Monday, November 17, 2014: 11:36 AM
C123 (Oregon Convention Center)
Kate Zemenick , Ecology Graduate Group, University of California, Davis, CA
Jay Rosenheim , Department of Entomology and Nematology, University of California, Davis, CA
Flowering plants are visited by a variety of flower visiting insects, which range from obligate to opportunistic flower foragers, and efficient to inefficient pollinators. Plants vary in their promiscuity: some are visited by few species of insects while others are visited by many. The promiscuity of flowers in a community is ecologically important because more promiscuous flowers might aid the dispersal of flower-dwelling microbes (e.g. insect pathogens, viruses, and nectar inhabiting microbes). However, we know very little about how overall plant promiscuity (including all flower visitors, not just pollinators) varies for different plant species in a community, and which insect groups dominate on more or less promiscuous plants.

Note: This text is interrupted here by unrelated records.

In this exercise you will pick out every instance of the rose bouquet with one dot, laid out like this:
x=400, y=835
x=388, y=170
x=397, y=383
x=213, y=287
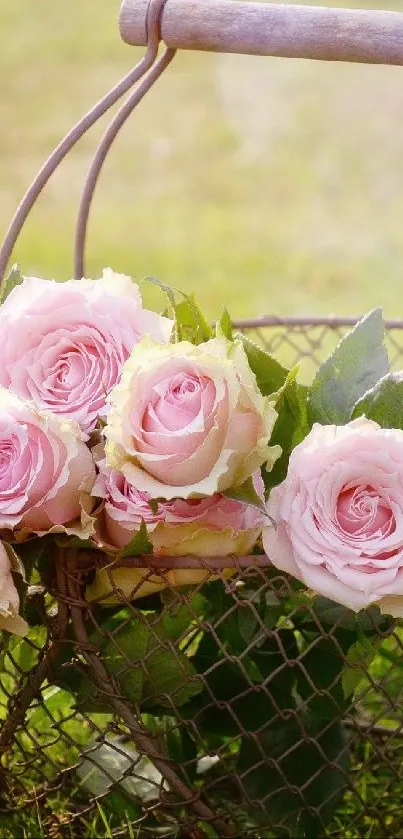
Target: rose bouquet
x=142, y=455
x=127, y=429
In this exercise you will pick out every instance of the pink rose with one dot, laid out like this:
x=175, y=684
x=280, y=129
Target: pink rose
x=46, y=470
x=214, y=526
x=207, y=527
x=339, y=515
x=9, y=599
x=189, y=420
x=75, y=339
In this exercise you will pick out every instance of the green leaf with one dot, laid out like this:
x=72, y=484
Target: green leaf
x=270, y=374
x=178, y=617
x=247, y=494
x=224, y=325
x=190, y=323
x=13, y=279
x=140, y=545
x=358, y=362
x=147, y=666
x=300, y=754
x=384, y=402
x=369, y=620
x=290, y=429
x=359, y=657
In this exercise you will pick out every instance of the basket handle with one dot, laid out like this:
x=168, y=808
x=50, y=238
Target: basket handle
x=356, y=35
x=152, y=40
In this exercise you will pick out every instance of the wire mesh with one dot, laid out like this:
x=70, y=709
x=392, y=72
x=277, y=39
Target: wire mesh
x=266, y=720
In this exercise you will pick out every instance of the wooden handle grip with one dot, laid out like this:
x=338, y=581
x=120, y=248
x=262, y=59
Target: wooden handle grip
x=372, y=37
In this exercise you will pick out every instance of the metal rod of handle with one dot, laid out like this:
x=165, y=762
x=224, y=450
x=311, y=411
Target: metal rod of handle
x=356, y=35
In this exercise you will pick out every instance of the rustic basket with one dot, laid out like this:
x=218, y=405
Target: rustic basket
x=153, y=761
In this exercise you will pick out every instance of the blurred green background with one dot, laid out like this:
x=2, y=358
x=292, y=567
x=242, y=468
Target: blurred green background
x=267, y=185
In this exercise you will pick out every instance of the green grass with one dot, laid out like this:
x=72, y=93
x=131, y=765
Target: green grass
x=268, y=185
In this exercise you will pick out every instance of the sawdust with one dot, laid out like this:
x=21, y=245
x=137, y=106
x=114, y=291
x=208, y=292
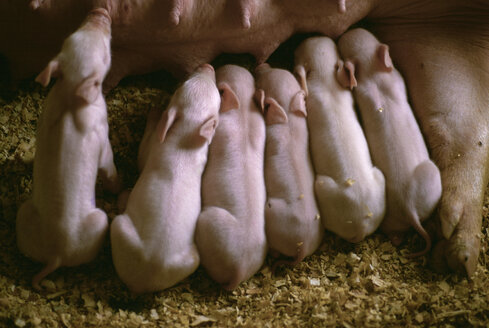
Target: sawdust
x=368, y=284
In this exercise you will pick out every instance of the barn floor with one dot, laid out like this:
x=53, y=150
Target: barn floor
x=368, y=284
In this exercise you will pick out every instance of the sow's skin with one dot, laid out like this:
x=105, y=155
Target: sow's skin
x=413, y=183
x=153, y=241
x=350, y=191
x=230, y=233
x=292, y=221
x=60, y=225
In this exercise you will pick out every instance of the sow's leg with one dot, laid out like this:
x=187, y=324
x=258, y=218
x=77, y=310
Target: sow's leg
x=447, y=73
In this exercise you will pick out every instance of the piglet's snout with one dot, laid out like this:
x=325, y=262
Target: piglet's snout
x=208, y=70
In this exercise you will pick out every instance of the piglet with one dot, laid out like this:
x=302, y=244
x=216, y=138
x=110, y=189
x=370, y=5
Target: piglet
x=350, y=191
x=413, y=183
x=230, y=233
x=153, y=244
x=60, y=225
x=292, y=221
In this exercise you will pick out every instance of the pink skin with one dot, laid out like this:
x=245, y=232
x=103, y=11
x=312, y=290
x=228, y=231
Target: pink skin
x=230, y=233
x=350, y=191
x=176, y=35
x=419, y=34
x=153, y=241
x=60, y=225
x=292, y=221
x=446, y=69
x=413, y=182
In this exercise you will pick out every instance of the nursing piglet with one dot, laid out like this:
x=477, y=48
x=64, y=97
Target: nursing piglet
x=413, y=184
x=153, y=244
x=230, y=233
x=350, y=191
x=292, y=221
x=60, y=225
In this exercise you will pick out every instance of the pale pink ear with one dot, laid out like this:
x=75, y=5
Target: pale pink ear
x=229, y=100
x=88, y=89
x=298, y=104
x=208, y=129
x=345, y=74
x=384, y=57
x=167, y=119
x=274, y=114
x=300, y=71
x=51, y=70
x=260, y=99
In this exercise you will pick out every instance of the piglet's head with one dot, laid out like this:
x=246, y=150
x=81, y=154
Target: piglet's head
x=274, y=112
x=84, y=59
x=278, y=95
x=363, y=55
x=195, y=105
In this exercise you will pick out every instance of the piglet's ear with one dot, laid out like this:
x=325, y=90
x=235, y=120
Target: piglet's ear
x=208, y=129
x=89, y=89
x=167, y=119
x=298, y=104
x=274, y=113
x=384, y=57
x=51, y=70
x=229, y=100
x=345, y=74
x=260, y=99
x=300, y=71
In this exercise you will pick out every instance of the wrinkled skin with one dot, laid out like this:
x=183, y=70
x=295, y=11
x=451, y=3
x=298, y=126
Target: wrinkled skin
x=425, y=40
x=413, y=185
x=153, y=244
x=230, y=232
x=445, y=66
x=350, y=191
x=60, y=225
x=292, y=221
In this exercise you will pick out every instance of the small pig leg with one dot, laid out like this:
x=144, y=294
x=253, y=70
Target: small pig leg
x=425, y=191
x=247, y=8
x=214, y=238
x=144, y=147
x=36, y=4
x=27, y=226
x=92, y=234
x=49, y=268
x=107, y=169
x=446, y=83
x=342, y=6
x=281, y=237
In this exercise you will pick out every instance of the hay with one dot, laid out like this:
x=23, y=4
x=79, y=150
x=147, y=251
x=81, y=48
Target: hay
x=367, y=284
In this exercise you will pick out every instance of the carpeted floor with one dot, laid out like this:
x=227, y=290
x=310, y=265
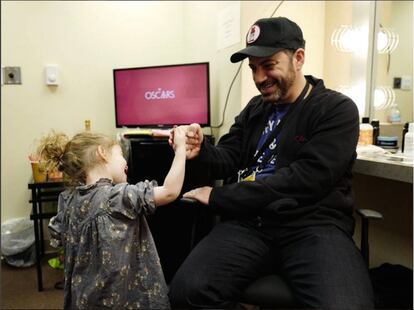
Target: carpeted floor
x=19, y=288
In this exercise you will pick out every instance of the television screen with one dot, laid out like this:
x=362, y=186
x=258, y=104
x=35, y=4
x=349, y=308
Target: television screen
x=162, y=96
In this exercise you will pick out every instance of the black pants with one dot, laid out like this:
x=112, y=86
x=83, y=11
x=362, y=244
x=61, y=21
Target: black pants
x=321, y=263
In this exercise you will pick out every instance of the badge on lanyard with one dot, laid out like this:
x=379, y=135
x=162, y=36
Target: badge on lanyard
x=251, y=177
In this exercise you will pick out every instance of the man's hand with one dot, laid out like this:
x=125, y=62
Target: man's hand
x=193, y=142
x=202, y=194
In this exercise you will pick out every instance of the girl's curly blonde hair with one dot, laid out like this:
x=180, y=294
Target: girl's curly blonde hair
x=74, y=157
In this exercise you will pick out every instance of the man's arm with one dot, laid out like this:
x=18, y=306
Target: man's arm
x=320, y=164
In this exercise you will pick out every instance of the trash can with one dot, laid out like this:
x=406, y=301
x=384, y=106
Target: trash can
x=17, y=242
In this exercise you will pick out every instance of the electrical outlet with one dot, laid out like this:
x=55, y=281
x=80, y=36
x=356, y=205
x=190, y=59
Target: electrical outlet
x=12, y=75
x=397, y=83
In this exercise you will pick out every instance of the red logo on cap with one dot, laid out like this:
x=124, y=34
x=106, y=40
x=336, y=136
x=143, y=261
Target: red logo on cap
x=253, y=34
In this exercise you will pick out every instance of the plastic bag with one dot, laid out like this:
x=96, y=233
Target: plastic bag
x=17, y=235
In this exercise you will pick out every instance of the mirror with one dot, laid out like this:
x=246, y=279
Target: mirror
x=393, y=62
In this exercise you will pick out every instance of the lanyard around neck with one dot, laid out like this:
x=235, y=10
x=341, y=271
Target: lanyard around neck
x=278, y=128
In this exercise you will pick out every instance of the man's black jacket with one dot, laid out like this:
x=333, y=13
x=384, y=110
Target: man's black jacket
x=315, y=155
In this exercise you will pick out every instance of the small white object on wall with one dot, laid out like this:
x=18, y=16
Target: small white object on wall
x=52, y=75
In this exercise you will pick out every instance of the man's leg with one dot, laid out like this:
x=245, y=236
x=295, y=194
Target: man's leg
x=325, y=268
x=220, y=267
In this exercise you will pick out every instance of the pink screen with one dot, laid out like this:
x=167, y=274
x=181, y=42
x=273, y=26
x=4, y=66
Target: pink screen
x=170, y=95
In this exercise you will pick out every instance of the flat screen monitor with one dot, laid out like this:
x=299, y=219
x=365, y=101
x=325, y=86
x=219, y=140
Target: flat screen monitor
x=162, y=96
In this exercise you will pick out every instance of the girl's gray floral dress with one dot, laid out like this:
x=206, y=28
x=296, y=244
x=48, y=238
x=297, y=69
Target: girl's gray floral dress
x=110, y=256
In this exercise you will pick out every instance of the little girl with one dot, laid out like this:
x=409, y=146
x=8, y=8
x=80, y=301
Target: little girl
x=110, y=257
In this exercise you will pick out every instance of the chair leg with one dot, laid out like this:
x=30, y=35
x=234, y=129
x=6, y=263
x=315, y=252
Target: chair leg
x=364, y=241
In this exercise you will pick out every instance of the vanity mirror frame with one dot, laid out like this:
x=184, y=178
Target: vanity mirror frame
x=373, y=62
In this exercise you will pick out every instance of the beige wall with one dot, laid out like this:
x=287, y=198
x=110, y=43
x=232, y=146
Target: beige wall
x=87, y=39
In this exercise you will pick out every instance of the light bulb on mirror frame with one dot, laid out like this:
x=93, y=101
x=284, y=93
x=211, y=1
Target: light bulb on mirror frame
x=351, y=39
x=387, y=40
x=384, y=97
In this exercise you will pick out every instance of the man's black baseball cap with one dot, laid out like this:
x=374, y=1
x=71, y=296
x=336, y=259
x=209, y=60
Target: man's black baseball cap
x=267, y=36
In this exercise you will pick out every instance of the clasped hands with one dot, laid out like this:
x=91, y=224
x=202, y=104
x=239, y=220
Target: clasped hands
x=194, y=139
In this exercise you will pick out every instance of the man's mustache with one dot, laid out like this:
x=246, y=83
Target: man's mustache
x=263, y=84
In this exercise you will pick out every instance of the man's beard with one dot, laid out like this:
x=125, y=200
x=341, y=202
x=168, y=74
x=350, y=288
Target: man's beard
x=283, y=85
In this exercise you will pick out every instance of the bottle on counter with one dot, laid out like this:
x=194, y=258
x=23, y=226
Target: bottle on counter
x=395, y=115
x=376, y=132
x=405, y=130
x=366, y=132
x=408, y=142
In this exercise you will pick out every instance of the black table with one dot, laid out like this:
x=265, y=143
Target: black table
x=42, y=192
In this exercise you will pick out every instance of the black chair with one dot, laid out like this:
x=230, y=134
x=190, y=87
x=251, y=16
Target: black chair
x=272, y=291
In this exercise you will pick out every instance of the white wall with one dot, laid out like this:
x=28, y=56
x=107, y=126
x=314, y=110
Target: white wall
x=87, y=39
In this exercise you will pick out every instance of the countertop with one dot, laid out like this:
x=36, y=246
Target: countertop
x=388, y=166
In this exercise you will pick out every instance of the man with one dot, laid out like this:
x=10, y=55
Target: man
x=290, y=208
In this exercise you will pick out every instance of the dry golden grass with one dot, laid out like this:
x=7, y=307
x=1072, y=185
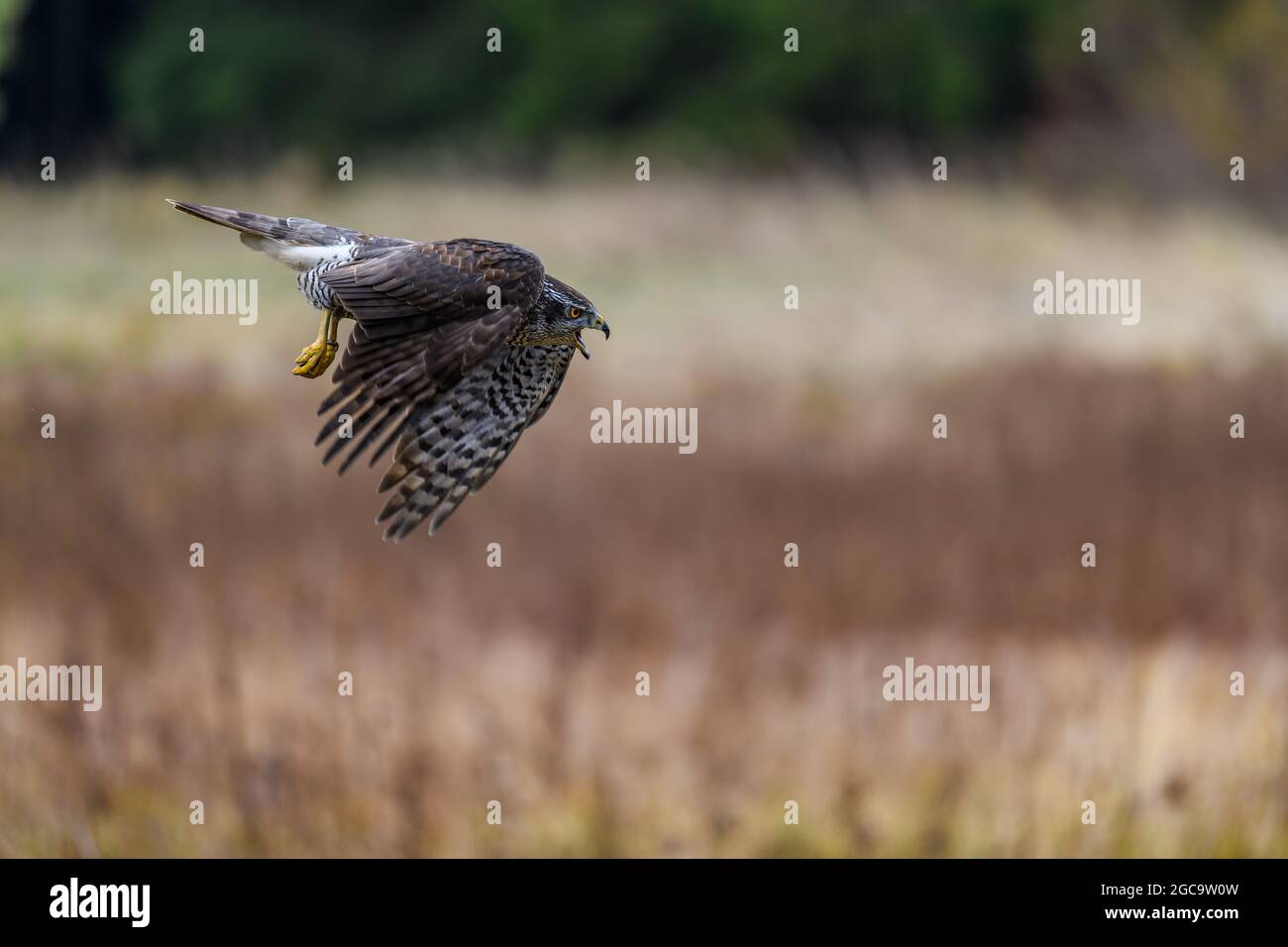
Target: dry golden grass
x=518, y=684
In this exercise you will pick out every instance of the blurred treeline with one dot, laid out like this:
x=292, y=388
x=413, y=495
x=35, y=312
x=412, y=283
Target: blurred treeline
x=706, y=80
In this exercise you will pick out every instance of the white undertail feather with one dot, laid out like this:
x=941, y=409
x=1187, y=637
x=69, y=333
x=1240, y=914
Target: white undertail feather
x=299, y=258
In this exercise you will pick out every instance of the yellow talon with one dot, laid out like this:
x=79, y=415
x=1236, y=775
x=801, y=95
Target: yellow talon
x=317, y=359
x=314, y=359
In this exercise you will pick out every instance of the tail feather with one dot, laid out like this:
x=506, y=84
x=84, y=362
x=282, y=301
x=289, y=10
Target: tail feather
x=290, y=230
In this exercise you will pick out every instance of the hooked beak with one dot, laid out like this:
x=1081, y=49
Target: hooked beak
x=600, y=324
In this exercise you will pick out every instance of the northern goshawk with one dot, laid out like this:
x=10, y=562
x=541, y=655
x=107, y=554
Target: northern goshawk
x=459, y=347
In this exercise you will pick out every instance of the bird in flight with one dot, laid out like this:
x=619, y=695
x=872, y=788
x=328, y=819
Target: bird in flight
x=459, y=347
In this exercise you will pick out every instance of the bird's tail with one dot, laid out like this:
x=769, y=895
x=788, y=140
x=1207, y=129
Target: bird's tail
x=291, y=230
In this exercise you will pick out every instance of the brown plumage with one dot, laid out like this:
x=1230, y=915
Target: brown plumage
x=459, y=347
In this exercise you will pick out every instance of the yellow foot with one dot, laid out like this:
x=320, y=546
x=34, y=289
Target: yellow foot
x=314, y=359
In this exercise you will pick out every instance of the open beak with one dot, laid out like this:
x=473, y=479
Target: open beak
x=597, y=324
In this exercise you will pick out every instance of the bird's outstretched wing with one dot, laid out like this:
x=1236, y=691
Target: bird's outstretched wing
x=428, y=367
x=454, y=444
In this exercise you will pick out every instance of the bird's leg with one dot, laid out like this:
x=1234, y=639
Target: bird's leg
x=314, y=359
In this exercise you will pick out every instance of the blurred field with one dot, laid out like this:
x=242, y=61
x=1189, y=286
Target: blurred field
x=814, y=427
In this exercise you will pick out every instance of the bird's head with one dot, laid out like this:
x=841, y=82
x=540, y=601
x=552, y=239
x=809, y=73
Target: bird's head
x=559, y=317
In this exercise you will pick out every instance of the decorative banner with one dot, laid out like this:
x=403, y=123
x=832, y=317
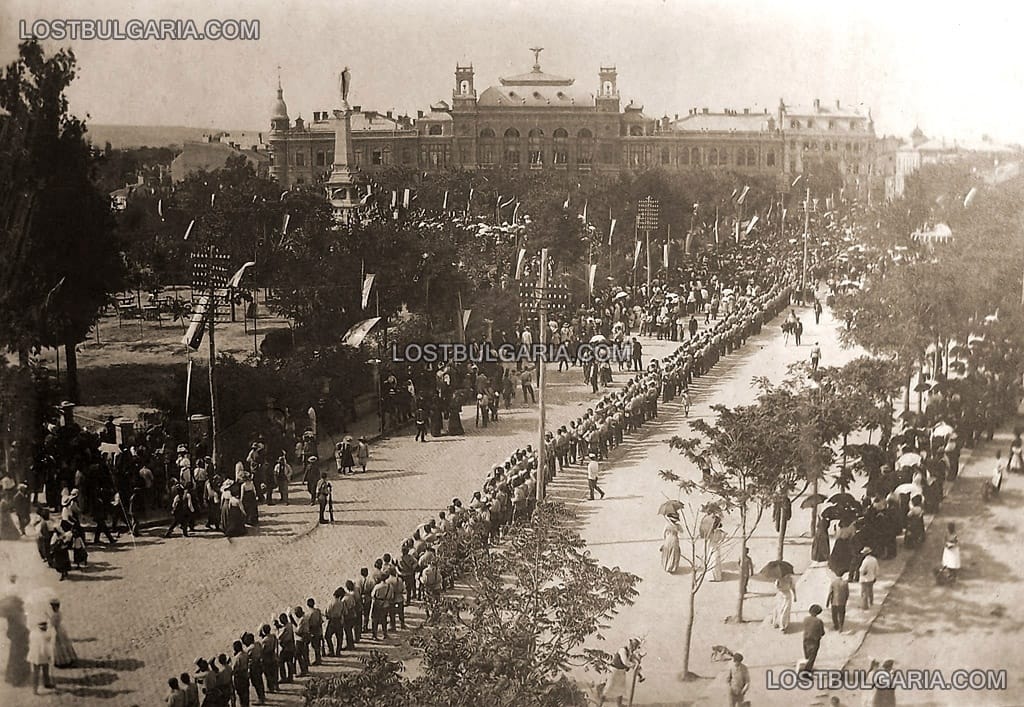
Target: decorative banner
x=969, y=199
x=750, y=225
x=353, y=337
x=368, y=284
x=187, y=386
x=194, y=336
x=237, y=278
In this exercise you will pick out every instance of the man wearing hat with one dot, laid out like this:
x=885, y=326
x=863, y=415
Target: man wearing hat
x=868, y=575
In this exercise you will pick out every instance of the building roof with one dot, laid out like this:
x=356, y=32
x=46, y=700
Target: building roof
x=562, y=95
x=721, y=122
x=197, y=157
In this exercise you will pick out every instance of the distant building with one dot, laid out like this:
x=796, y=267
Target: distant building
x=212, y=154
x=540, y=121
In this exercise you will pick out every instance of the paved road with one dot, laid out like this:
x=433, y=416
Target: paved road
x=143, y=611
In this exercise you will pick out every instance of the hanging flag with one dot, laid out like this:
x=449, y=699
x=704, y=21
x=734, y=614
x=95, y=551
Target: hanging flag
x=237, y=278
x=353, y=337
x=970, y=197
x=368, y=284
x=187, y=386
x=197, y=326
x=750, y=225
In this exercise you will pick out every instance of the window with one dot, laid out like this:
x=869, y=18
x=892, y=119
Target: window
x=585, y=147
x=537, y=147
x=511, y=156
x=561, y=153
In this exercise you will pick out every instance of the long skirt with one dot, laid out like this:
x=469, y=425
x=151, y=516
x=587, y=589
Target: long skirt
x=670, y=554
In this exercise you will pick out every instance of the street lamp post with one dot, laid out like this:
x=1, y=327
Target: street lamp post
x=647, y=221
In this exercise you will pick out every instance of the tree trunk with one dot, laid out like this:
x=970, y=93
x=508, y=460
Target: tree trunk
x=742, y=559
x=687, y=639
x=71, y=362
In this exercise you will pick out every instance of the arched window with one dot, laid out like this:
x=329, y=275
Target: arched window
x=537, y=147
x=585, y=148
x=511, y=147
x=561, y=153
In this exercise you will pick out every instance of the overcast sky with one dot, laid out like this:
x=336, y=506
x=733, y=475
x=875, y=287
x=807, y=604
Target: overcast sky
x=956, y=69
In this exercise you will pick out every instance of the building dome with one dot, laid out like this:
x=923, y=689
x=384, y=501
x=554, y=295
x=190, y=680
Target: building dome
x=280, y=108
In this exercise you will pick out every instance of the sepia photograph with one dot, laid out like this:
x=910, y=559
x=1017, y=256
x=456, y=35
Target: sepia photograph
x=511, y=354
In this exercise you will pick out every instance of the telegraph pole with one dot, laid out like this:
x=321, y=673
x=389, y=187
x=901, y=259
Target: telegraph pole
x=542, y=310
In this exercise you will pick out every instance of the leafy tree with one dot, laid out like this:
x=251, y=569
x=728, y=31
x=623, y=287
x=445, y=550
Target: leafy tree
x=62, y=259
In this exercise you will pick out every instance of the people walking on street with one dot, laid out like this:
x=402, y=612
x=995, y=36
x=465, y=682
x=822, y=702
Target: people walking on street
x=814, y=631
x=868, y=575
x=839, y=594
x=593, y=473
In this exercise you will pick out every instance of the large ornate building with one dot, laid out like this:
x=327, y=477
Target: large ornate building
x=540, y=121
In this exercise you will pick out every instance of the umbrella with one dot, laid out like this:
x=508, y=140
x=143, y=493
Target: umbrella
x=670, y=507
x=776, y=569
x=812, y=500
x=908, y=459
x=911, y=489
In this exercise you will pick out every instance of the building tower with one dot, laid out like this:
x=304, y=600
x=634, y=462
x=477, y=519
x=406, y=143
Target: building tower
x=464, y=95
x=607, y=94
x=342, y=189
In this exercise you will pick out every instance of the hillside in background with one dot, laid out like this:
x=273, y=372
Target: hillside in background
x=126, y=136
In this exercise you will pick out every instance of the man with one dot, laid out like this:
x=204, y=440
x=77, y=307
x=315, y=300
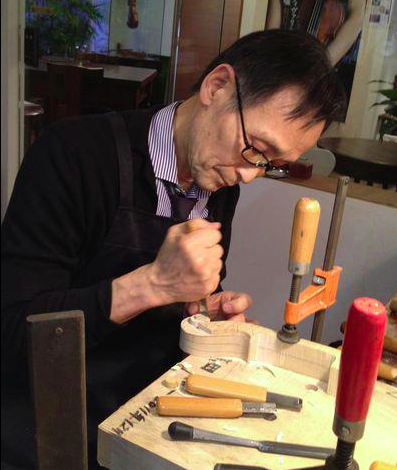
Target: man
x=95, y=220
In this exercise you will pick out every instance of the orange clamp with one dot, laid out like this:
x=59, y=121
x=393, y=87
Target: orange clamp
x=315, y=297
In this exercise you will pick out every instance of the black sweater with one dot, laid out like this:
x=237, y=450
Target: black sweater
x=64, y=201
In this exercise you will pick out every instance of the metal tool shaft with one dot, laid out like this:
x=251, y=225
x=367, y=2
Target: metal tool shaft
x=329, y=259
x=181, y=431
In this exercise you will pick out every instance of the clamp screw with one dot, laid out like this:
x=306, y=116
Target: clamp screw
x=345, y=431
x=59, y=331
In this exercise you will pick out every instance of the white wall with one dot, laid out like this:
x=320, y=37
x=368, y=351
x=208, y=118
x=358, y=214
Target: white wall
x=11, y=93
x=258, y=258
x=253, y=16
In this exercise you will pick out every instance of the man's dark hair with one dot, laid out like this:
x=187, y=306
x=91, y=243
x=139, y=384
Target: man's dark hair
x=265, y=62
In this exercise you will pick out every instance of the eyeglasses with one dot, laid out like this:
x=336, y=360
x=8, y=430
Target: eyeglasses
x=255, y=157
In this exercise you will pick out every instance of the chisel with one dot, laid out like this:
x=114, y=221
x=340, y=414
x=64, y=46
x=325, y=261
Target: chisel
x=213, y=407
x=221, y=388
x=182, y=432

To explore the patterns of plant promiscuity in a plant community, and how it differs for pollen-gathering-specialists (non-parasitic bees) and other orders of flower visitors (other Hymenoptera, Coleoptera, Diptera, and Lepidoptera), I analyzed Charles Robertson’s flower visitor dataset, which consists of over 15,000 visits to 441 plant species observed from 1887 to 1916. I found great variation in overall promiscuity across plant species. Considering each insect group separately, there are plant species with more flower visitor species than expected by chance. Further, there tend to be more super-promiscuous plants for other visitors than for non-parasitic bees. Finally, as plant promiscuity increases, the proportion of visitors that are bees decreases; plant promiscuity seems to be driven by other flower visitors. Since other visitors are over-represented on super-promiscuous plants, they should not be ignored in floral ecology, as their effects on the movement of floral microbes could be great.